Adweek Regrooves

Adweek was started 33 years ago in a far, far different media world. Now it is remade for a new age and new opportunities.

But then something happened to the great business. It wasn’t so easy anymore: conglomeration, fracturization, the earnings demands of public companies, an oversaturated audience, the terrible recession of the early ‘90s. And the carnage had really yet to begin.

That started in 1994, with the newly commercial Internet and the resulting cataclysm: the end of newspapers, the humbling of the great magazine empires, a broken ad agency model, nothing less than a full-scale war for control of how we watch video, and the continued advance of technology that passes power from producer to consumer.

It’s hard to think of anybody who, in the cataclysm, has done much right, from the richest media companies in the world down to Adweek itself, which went through a set of hapless owners. But it isn’t just the hoary old media that’s gotten it in the neck. The new may be an even harder place to play, with successive dominant players in the digital business leveled on a hyperspeed business cycle.

We are in the middle of a technological revolution that is existential in its effect and meaning. This has created a vacuum which has, quite naturally, spurred a power struggle, based not just on new ideas and cleaner code, but also on brute ego and basic greed. The Web of a trillion flowers is itself now the battleground for new moguls and monopolists.

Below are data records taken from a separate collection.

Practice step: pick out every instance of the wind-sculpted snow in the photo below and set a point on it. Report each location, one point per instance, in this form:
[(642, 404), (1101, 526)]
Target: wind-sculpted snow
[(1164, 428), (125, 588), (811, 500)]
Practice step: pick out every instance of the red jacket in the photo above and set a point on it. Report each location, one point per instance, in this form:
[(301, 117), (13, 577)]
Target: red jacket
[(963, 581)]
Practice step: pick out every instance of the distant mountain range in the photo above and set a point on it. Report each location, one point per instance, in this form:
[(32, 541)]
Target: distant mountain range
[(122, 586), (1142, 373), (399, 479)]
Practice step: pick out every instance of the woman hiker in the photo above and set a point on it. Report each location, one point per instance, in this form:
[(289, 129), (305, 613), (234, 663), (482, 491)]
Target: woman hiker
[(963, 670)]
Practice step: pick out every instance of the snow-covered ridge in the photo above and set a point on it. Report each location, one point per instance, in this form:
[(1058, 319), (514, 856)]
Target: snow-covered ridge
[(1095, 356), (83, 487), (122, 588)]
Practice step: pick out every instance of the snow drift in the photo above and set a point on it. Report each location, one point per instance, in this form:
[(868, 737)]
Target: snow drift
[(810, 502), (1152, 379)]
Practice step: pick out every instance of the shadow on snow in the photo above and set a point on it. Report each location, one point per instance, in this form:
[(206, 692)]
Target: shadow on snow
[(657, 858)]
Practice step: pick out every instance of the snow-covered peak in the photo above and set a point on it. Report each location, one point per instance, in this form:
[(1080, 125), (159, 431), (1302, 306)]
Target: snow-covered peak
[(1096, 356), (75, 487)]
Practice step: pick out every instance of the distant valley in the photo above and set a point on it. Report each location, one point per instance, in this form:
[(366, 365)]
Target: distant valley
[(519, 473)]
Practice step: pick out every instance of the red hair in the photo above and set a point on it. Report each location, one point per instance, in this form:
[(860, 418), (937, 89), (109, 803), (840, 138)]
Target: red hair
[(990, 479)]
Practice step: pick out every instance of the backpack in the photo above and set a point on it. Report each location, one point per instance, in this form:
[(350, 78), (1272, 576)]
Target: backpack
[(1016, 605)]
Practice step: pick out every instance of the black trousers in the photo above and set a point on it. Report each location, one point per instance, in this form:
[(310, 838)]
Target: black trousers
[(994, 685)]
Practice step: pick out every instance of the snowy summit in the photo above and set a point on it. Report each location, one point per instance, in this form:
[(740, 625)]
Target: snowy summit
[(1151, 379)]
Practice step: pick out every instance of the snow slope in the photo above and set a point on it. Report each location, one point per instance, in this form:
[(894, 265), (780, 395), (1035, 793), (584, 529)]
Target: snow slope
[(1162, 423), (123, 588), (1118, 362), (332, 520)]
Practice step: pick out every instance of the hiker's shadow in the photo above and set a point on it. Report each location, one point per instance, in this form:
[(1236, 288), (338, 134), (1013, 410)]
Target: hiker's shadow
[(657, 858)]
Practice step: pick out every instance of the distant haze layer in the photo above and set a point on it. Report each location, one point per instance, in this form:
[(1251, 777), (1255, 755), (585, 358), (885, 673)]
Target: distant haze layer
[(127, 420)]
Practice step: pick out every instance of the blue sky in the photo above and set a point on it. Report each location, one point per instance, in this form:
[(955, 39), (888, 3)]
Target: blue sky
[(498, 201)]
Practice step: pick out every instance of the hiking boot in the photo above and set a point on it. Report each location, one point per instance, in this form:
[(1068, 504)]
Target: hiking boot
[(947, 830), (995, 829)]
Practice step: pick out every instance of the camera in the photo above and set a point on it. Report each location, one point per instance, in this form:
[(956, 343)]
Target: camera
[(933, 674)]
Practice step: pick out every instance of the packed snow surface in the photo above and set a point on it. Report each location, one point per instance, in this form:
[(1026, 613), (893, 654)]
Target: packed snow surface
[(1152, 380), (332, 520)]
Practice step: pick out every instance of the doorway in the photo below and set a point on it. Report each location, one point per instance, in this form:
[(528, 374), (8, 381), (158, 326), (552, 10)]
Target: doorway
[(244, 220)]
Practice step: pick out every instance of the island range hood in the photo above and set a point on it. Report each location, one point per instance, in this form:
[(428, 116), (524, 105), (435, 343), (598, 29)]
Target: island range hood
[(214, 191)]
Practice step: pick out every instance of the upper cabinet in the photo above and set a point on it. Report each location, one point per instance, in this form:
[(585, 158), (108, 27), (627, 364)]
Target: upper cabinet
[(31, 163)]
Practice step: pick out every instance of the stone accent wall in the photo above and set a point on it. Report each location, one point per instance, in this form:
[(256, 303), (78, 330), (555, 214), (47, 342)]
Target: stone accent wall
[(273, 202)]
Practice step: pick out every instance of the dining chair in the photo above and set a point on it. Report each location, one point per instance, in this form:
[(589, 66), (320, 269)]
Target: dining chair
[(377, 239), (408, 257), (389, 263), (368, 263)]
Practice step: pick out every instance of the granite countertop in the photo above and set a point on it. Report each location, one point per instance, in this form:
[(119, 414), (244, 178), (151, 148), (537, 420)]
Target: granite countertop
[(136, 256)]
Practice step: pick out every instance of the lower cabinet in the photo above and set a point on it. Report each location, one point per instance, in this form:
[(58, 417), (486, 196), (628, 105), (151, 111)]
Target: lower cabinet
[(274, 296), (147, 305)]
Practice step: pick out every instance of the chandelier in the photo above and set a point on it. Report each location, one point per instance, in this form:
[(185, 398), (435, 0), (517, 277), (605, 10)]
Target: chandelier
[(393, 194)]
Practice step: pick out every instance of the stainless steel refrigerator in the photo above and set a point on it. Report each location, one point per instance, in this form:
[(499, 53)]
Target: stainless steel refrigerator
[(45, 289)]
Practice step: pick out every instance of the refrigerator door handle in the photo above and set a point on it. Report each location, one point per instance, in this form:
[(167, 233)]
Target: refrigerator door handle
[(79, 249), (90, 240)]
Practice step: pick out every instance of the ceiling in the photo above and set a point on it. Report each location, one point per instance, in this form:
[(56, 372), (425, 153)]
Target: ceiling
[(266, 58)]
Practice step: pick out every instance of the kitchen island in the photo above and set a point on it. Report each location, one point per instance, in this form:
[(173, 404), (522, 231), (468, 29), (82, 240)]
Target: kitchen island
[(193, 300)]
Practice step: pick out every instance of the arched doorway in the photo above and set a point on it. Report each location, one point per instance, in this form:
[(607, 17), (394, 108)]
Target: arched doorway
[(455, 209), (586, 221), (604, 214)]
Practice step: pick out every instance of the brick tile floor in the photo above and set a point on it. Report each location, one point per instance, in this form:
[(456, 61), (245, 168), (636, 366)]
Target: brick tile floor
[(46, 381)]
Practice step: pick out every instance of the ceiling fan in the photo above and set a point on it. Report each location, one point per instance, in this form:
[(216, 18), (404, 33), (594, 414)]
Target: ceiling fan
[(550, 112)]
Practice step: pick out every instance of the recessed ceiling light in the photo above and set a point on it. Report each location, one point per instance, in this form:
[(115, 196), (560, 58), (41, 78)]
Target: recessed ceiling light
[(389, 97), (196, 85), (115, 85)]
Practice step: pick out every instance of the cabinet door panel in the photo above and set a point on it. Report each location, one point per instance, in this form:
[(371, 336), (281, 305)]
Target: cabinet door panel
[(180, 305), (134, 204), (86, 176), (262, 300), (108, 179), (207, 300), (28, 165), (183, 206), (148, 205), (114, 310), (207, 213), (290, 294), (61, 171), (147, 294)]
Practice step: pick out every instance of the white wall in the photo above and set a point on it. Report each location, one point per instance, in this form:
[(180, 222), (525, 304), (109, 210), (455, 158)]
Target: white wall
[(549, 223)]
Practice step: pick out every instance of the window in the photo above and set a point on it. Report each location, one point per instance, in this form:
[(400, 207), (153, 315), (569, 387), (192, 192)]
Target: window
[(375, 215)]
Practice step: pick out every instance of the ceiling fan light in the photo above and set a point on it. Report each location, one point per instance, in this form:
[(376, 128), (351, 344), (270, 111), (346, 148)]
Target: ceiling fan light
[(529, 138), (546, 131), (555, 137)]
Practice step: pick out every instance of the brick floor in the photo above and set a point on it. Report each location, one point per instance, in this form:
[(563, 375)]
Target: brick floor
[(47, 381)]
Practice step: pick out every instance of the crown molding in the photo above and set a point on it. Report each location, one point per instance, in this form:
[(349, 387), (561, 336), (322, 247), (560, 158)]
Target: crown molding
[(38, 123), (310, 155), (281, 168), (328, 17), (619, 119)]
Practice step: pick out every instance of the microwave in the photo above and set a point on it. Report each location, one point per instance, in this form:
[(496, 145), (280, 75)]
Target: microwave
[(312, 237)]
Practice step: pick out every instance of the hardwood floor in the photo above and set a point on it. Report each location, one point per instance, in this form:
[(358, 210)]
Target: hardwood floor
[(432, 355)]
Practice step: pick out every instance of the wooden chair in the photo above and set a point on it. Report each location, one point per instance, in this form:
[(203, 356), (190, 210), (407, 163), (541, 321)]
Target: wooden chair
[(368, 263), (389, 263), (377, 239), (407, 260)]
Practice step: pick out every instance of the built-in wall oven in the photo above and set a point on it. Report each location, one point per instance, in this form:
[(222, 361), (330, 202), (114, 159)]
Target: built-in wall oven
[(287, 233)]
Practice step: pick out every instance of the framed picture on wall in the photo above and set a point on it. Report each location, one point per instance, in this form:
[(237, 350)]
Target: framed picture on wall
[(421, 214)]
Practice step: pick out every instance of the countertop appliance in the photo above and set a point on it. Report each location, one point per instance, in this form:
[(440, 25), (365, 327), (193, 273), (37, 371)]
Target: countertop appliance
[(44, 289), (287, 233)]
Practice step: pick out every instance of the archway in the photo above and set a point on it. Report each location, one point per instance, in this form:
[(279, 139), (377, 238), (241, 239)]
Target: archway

And yet somehow many of us find this bracing. Surely, there is more opportunity— whether you call it a boom or a bubble. With a little heart and imagination, it is certainly a shorter climb to the top. Some have a taste for chaos and raw power plays. As for the rest of us, what is the choice? The remaking of the media and communication business—a revolution in delivery, in creativity, in audience behavior, and in audience targeting— happens with us or without us.